November 18, 2003

Do they HAVE to wake up?

This is an excellent op-ed from the Jerusalem Post. Misdirected sympathies, as well as a latent fear of Muslim advances on the Continent, are leading the European Left to appease the worst elements of the Muslim world at Israel's expense, so the JP says. But aren't their sympathies rather not just misdirected, but disingenuous? Do they really HAVE to wake up? Would there be any sympathies for Muslims if there were no Jews? Is the latent fear really that strong? Doesn't their appeasement of the Muslim world deserves to be called by its name: anti-Semitism?
Nov. 18, 2003
Another anti-Semite

Criticism of Israel, it is often said, should not be equated with anti-Semitism. True enough. But it's also true that anti-Zionism has long provided anti-Semites with political cover. Every now and then, however, the cover slips.

We saw this last year, when Irish poet Tom Paulin versified against the "Zionist SS." We saw it when Gretta Duisenberg, the wife of the president of the European Central Bank, quipped that she would seek six million signatures for her pro-Palestinian petition. We saw it when Portuguese novelist and Nobel laureate Jose Saramango, on a "solidarity" visit with Yasser Arafat, equated Ramallah with Auschwitz.

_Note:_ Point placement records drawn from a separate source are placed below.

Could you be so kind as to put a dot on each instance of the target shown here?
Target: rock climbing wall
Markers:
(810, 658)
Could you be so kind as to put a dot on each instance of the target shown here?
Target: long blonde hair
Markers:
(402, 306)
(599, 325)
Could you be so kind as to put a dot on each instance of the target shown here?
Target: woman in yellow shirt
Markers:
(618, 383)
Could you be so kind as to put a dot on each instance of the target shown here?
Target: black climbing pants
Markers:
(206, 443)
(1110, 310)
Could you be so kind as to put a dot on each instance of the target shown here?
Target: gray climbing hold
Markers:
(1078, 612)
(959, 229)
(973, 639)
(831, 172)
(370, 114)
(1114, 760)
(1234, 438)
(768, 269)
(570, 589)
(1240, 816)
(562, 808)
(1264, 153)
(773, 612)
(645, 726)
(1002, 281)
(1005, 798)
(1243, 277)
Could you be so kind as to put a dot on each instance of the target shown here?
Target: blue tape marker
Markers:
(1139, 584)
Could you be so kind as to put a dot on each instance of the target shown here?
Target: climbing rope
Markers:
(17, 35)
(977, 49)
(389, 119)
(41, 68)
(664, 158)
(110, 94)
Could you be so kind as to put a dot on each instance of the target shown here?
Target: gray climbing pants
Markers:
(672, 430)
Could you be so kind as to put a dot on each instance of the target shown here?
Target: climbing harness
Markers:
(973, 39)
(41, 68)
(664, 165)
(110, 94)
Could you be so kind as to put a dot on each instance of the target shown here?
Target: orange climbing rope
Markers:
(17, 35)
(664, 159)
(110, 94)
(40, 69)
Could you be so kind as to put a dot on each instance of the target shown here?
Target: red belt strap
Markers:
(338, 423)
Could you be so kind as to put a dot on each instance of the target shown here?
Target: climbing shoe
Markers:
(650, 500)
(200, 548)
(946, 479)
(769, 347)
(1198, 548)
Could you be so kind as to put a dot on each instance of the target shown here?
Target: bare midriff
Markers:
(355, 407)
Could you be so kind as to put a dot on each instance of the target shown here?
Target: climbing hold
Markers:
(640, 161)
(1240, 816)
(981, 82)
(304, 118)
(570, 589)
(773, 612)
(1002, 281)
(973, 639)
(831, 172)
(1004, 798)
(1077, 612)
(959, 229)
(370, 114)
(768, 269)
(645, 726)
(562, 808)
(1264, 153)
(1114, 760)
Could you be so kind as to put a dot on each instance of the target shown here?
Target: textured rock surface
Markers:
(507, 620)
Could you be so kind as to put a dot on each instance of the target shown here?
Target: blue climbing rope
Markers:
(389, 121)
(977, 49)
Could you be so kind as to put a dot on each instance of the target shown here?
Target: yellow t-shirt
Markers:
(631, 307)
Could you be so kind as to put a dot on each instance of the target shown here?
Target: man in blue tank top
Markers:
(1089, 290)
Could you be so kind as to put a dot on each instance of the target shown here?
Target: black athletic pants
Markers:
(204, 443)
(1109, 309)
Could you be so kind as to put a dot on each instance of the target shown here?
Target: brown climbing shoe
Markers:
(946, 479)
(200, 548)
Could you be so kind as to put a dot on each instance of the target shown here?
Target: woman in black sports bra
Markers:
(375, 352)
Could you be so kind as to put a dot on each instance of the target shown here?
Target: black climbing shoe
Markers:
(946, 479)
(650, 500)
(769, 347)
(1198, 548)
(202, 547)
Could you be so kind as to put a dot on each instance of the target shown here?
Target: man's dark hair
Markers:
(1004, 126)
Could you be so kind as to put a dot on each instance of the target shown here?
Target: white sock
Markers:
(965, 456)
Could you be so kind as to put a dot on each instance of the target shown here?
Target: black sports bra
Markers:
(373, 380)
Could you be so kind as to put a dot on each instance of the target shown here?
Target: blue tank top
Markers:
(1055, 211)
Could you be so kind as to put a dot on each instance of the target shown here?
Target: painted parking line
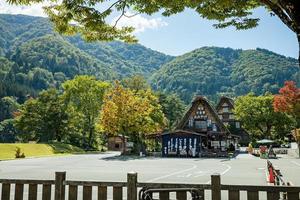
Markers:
(172, 174)
(296, 163)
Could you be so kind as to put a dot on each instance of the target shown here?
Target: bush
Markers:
(19, 154)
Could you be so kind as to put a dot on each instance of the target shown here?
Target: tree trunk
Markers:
(123, 144)
(298, 38)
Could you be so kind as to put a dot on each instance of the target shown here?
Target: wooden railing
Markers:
(32, 189)
(69, 189)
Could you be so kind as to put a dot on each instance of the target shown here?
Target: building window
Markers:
(191, 123)
(214, 127)
(201, 124)
(237, 125)
(225, 109)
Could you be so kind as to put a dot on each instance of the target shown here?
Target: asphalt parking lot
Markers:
(243, 169)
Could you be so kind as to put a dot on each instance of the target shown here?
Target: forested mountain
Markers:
(213, 71)
(33, 57)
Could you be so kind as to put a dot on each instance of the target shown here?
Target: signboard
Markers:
(215, 143)
(129, 144)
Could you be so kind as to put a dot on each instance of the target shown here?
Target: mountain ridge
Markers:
(35, 58)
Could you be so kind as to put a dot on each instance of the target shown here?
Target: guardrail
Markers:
(69, 189)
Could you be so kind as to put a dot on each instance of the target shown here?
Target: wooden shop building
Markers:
(200, 133)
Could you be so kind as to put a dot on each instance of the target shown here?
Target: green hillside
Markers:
(33, 57)
(214, 71)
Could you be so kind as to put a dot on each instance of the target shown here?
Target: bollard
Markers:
(60, 177)
(132, 186)
(215, 187)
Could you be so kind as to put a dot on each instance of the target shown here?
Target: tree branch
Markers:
(281, 14)
(122, 14)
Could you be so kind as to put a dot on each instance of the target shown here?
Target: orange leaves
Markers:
(288, 98)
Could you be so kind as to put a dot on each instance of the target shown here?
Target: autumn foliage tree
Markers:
(128, 114)
(288, 101)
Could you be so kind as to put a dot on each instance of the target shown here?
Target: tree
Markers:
(259, 118)
(8, 131)
(44, 119)
(93, 23)
(85, 94)
(288, 101)
(8, 105)
(130, 114)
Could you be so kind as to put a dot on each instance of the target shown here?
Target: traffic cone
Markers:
(271, 176)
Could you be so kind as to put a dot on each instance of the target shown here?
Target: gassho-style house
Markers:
(201, 132)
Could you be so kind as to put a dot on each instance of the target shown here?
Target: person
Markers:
(271, 153)
(231, 147)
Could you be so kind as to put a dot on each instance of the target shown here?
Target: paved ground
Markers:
(244, 169)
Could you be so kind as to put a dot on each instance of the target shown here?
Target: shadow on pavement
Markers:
(126, 158)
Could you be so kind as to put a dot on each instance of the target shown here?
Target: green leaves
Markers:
(259, 118)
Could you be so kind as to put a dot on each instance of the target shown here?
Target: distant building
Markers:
(200, 133)
(115, 143)
(225, 112)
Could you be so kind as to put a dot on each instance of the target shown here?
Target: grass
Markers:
(8, 150)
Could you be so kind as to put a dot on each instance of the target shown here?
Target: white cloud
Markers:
(33, 10)
(139, 22)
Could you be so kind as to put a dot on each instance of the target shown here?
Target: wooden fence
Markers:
(69, 189)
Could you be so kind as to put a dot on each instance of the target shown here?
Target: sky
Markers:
(186, 31)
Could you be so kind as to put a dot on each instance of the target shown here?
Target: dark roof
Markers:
(183, 131)
(224, 99)
(204, 101)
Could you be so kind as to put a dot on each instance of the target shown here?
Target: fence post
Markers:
(60, 177)
(215, 187)
(132, 186)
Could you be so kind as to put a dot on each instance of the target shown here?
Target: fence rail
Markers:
(69, 189)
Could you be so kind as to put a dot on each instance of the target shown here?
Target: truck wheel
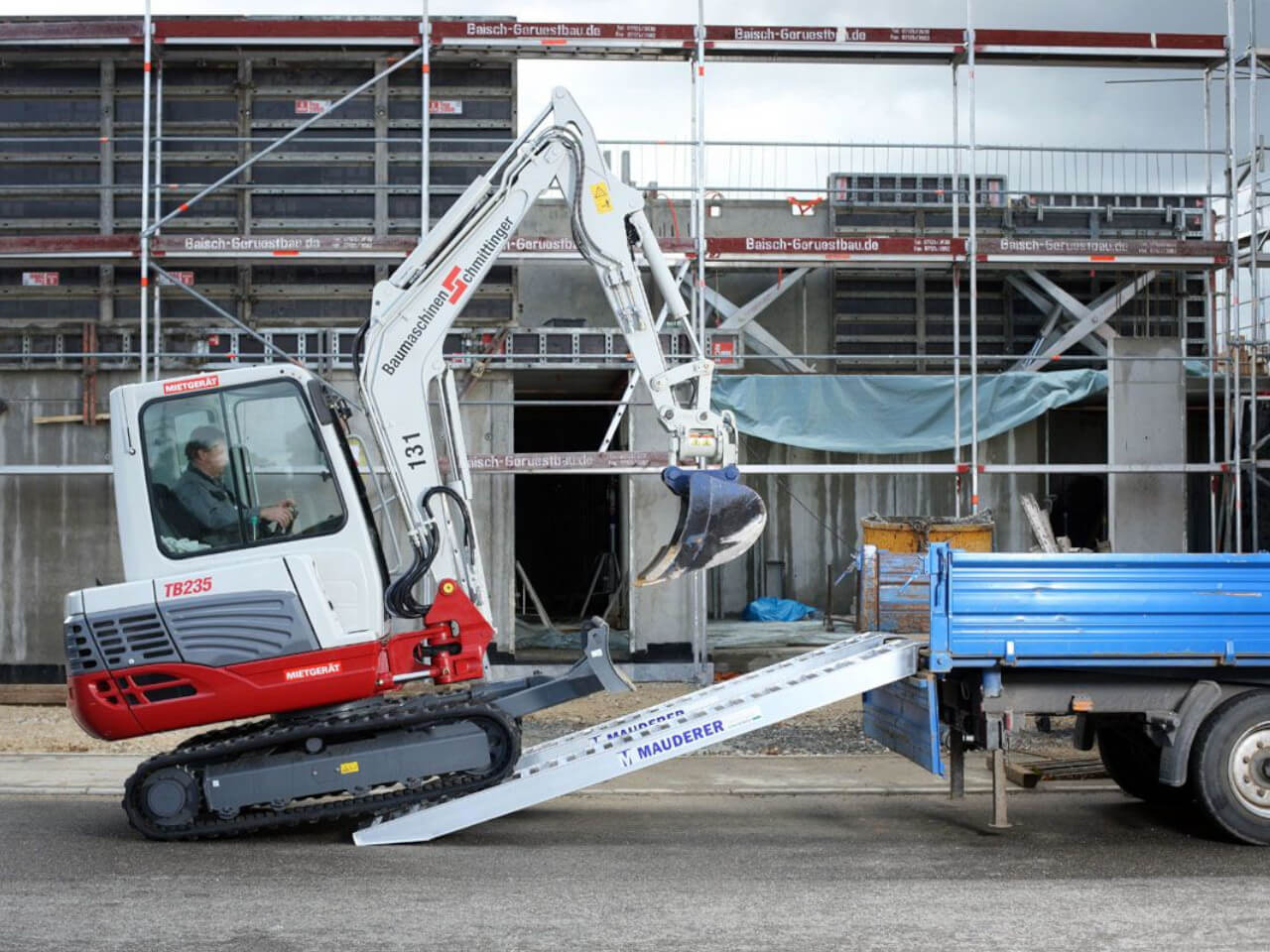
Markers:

Now, Greek composer Mikis Theodorakis has said that the Jews are the root of all evil. Coming on the heels of Malaysian leader Mohamad Mahatir's remarks about the Jews seeking to rule the world, and of German lawmaker Martin Hohmann's accusation that Jews were behind Bolshevism's atrocities, there is a natural tendency to lump all these forms of bigotry together, and link them to Israel's behavior.

Reality is different.

As Mossad experts have recently said in closed forums, the Jewish people is facing today three kinds of anti-Semitism: classic, liberal, and Muslim.

For its part, the Mossad warns that the Muslim sort -- which is also the newest -- is also the most dangerous. Judging by the deadly attacks waged last year in Djerba, and last May in Casablanca, and last week in Istanbul -- that is clearly right, at least in the immediate term.

Conversely, the kind of pronouncement made by Hohmann represents time-honored anti-Semitic instincts, which lead people to first detect persons of Jewish background and then assume they all operate in clandestine coordination.

Those, too, while their social potency cannot be exaggerated, can at least be dismissed intellectually as little more than poor jokes.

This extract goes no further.